Getting started is easy. Doing some of the complicated things can be hard. I suspect people may get to the documentation for the complex things before they are really ready for it.
- Windows users say that the official way of running git under Windows (using cygwin) is far from ideal, although it is completely functional; it's a little sluggish and in some way Windows users remain second class citizens in the world of git. You once said that 'If Microsoft ever does applications for Linux it means I've won' does this apply the other way round?
- Actually, you really shouldn't use the cygwin port of git. It's gotten lots better, but it's a very non-native interface for Windows, and I really suspect that people should use the more ‘native’ git port (msysgit).
That said, a lot of people want to use cygwin just in general, because it obviously makes Windows look more like a UNIX environment – and that part has nothing what-so-ever to do with git, and everything to do with people wanting full shell access and all the normal UNIX tools. If you're that kind of person, you probably want the cygwin git port too.
As to the ‘who won’ part - I just think that git won. It's a good design, and it's the most robust (and fastest) SCM around. And people are slowly really learning what the point of distributed SCM's are, and git has been instrumental in that and is the best tool around for it. The fact that people use it on Windows too is just a side effect of that - once you ‘get’ the whole distributed model, I don't think you can ever really go back.
- In 2007 you're quoted as saying that Subversion was 'the most pointless project ever started', though it's the most popular version control system on the planet. Why do you think so many use it and can you see the day when Veracity will be as pointless as Subversion?
- Oh, I see why people use Subversion. They wanted CVS, they're used to it, and SVN is the CVS of today. In other words, they just don't want a new SCM system; they just want to go on with their life and not really think about it.

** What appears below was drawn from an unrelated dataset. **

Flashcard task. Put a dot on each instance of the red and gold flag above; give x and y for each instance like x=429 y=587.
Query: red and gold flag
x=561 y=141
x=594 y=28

I just never really liked CVS, and I think it did several things fundamentally wrong. And many of the SVN ‘fixes’ are in my opinion even worse - the branch and tag handling of SVN is just insane – it takes the CVS insanity to a whole another level. The file rename handling is also really stupid and wrong, although I can't call it worse than CVS, which was ‘hack it by hand by changing history’.
So sure, SVN has improvements too, and hey, I have my biases and hang-ups. As to veracity, I really don't know enough about it to say much. Some of the features they tout sound just stupid - anybody who wants to do explicit rename tracking is a moron, in my not-so-humble opinion, and thinking that file locking is a feature is just a sign that you haven't been taking your medication lately.
So looking at the veracity site, I'm not hugely impressed, but at the same time I think it's good that people try things out. I have very strong opinions, and I'm out-spoken, but hey, sometimes people prove me wrong too - and that's all to the good.